Emotional and musical eloquence radiate from her playing with heartfelt ardor and honesty, and focused intensity. She demonstrated throughout that she can do just about anything she wants to on the piano, including moving into a wide variety of moods and jazz idioms, from gospel-ish to bluesy to multi-valent modern jazz forms and vocabularies.
And she proved on her new album of all originals how accomplished she is as a composer, with some quite beautiful melodic and striking harmonic constructions. She also seems to be an extremely deft album and performance programmer. The new album’s title The Lights Are Always On, comes from an extended quote by an immigrant doctor from Kuwait who has worked long and hard to treat COVID patients, and the phrase is a brave promise to all prospective patients.
Arriale’s title tune perfectly conveys that committed sentiment, and that continued for various other heroes she celebrates on the album, from marchers for social and racial justice to “Sisters,” embracing all women sharing a need and passion for international solidarity for the advancement of their gender. Another piece, “Honor,” captured the Trump impeachment heroism of Lieut. Col. Alexander Vindman, with apt yet understated resolve and courage. Another feted Justice Ruth Bader Ginsburg.
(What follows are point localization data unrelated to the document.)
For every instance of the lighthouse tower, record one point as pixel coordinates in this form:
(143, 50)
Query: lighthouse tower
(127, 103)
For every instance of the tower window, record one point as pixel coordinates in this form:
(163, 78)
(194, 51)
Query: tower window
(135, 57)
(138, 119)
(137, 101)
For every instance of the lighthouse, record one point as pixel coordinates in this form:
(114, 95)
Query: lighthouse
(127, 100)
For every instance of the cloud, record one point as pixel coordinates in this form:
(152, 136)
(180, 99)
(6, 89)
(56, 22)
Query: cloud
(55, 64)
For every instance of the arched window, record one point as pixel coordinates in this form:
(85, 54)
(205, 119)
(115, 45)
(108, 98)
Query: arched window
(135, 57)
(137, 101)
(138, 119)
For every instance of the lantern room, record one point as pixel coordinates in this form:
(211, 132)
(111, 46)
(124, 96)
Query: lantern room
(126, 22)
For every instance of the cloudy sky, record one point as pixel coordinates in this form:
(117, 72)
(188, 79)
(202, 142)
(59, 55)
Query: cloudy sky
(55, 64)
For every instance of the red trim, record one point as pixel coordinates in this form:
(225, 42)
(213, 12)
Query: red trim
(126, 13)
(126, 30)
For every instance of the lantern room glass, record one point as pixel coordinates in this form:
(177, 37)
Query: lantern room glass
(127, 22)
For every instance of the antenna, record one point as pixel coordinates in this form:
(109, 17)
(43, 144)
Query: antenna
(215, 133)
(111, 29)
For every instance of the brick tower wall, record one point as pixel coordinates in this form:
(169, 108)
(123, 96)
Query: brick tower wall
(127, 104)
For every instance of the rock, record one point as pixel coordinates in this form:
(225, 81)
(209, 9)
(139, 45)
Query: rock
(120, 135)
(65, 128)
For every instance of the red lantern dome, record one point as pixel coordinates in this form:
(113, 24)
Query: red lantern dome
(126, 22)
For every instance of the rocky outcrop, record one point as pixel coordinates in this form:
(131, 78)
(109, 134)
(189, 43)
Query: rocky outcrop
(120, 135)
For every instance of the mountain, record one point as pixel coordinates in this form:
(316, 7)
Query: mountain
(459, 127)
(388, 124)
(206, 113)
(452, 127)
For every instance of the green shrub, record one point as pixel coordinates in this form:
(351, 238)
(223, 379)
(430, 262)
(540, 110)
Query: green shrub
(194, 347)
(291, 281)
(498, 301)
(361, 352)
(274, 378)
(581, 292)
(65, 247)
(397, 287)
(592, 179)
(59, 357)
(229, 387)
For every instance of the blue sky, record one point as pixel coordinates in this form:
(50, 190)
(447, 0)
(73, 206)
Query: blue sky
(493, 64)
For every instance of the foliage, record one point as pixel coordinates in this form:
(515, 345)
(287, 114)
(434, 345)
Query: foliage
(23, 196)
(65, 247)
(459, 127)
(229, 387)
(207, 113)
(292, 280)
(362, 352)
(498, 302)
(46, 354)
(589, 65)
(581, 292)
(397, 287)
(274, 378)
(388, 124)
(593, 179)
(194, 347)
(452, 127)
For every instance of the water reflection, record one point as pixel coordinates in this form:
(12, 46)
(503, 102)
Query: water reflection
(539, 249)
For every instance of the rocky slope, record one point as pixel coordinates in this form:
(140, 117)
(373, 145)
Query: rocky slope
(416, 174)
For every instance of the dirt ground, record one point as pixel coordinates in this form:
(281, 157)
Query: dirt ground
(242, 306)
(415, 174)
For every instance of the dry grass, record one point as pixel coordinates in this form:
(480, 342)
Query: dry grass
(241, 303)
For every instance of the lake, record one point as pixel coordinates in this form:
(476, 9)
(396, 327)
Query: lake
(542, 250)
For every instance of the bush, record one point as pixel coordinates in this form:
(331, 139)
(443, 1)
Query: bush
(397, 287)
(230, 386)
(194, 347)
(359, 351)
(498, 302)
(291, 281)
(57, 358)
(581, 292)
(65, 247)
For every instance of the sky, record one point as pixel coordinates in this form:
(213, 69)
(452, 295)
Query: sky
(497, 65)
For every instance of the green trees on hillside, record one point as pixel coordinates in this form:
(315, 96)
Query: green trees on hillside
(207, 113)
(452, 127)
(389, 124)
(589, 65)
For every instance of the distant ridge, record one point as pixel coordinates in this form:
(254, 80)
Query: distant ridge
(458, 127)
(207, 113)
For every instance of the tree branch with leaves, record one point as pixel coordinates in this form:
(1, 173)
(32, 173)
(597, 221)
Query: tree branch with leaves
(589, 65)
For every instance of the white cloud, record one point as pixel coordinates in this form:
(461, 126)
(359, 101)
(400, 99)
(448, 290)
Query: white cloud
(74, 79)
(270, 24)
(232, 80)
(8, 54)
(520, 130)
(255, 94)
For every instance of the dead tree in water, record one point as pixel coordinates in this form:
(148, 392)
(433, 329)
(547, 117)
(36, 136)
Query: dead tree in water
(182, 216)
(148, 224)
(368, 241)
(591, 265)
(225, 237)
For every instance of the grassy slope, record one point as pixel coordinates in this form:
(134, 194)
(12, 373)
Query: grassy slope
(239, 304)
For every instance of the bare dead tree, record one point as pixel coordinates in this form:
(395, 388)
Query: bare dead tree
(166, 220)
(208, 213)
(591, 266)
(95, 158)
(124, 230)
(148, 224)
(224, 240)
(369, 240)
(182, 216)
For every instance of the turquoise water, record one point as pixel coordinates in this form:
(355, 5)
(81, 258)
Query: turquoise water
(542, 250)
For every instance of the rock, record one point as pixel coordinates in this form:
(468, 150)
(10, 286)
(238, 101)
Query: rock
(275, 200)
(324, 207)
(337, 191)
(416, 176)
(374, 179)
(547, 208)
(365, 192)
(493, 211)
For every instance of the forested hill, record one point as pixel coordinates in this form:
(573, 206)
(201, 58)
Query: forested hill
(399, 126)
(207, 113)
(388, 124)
Yet she also mixed in an (Eastern) Indian music-influenced original called “Dance of the Night,” which drifted a bit into non-Western modalities, and where Shiner deftly played his traps drums with his hands.
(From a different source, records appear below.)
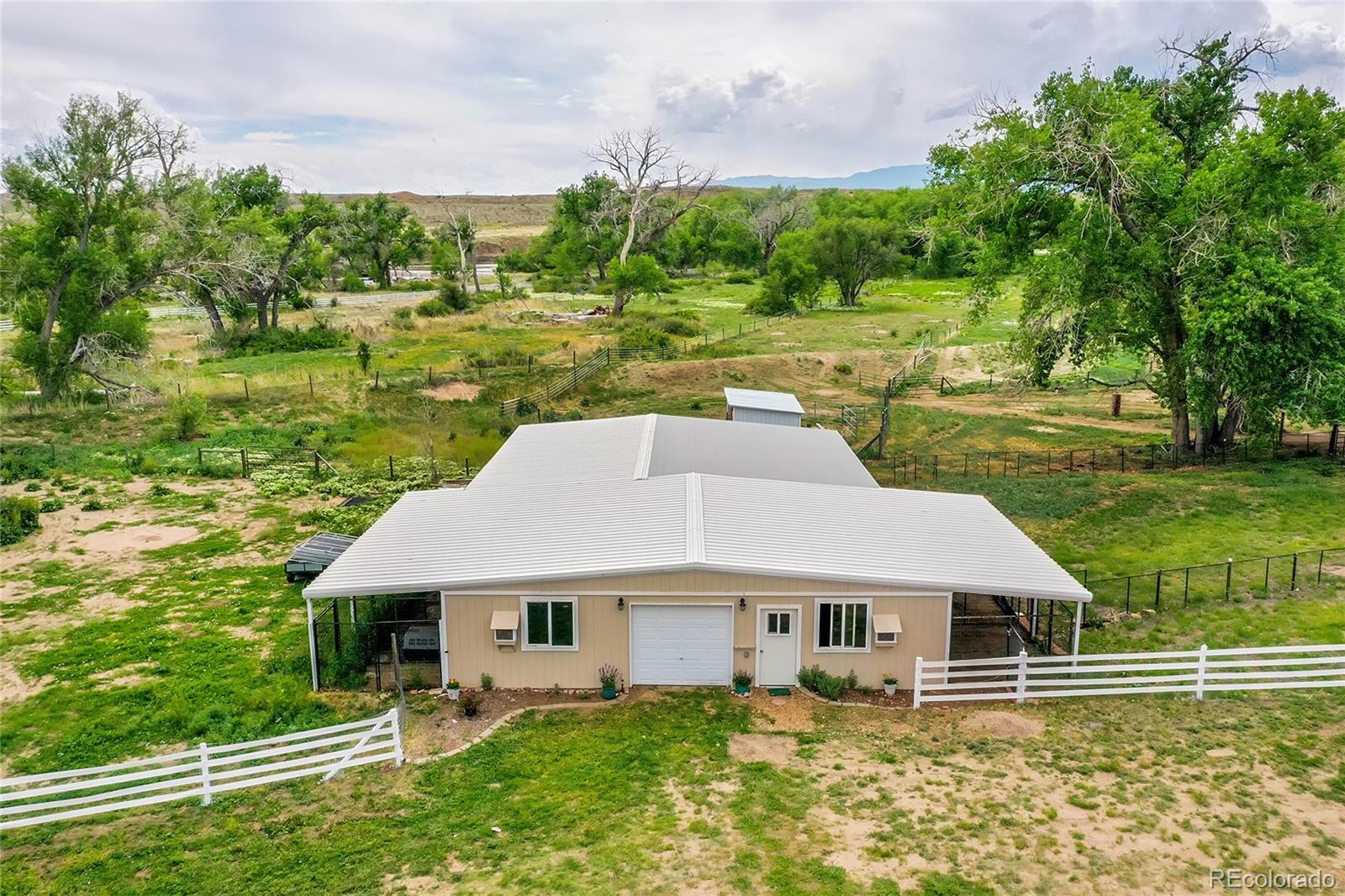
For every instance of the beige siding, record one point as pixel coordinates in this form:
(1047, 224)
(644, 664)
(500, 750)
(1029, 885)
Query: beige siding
(604, 630)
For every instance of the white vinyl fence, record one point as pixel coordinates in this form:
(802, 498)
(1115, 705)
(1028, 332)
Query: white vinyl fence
(202, 772)
(1194, 672)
Shiner’s intricate rhythms here reflect his having studied (Eastern) Indian percussion, and helped sustain the piece beautifully. 1
Both he and Christensen proved poised and highly attuned to the pianist, even with a lot of her material they probably haven’t played much at all. As Grillo commented on Facebook, Arriale is world-class, and these two musicians played in that class Sunday with authority.
She betrayed her baby boomer roots by playing Joni Mitchell’s “Woodstock,” but on her own musical terms. One more piece, late in the second set, and the night’s only unannounced piece, helped to deepen the subjective experience of honoring heroes, and of understanding something of what it takes to deal with the most challenging ebbs and flows that any hero must face in today’s world.
The music was Lennon and McCartney’s “Let It Be.” Arriale, deeply attuned to the lyrics of the songs she covers, allowed us all to breathe and perhaps even meditate a bit on the more high-pressure evocations of marching protesters, overwhelmed healthcare workers, and defenders of American democracy. This segment of extended grace was as moving as any moment of the evening, and allowed us all to be human, fallible, even neurotic, even as the latent heroism, perhaps within ourselves, challenges us to step into the necessary fray, with honesty and a measure of commitment.
This all added up, for me, to an immeasurable level of artistry in this trio performance. Arriale herself forgot Christensen’s first name at one point, and played through pain in her hand and wrist, and her own profound, if unspoken, personal losses. We were hearing a sort of heroism at work, her generous spirit and commitment, her exquisitely pointed and expansive testimonies.
Can music change the world? Well, I still like to think it can be a powerful trigger, a wellspring released from within any potential hero’s response.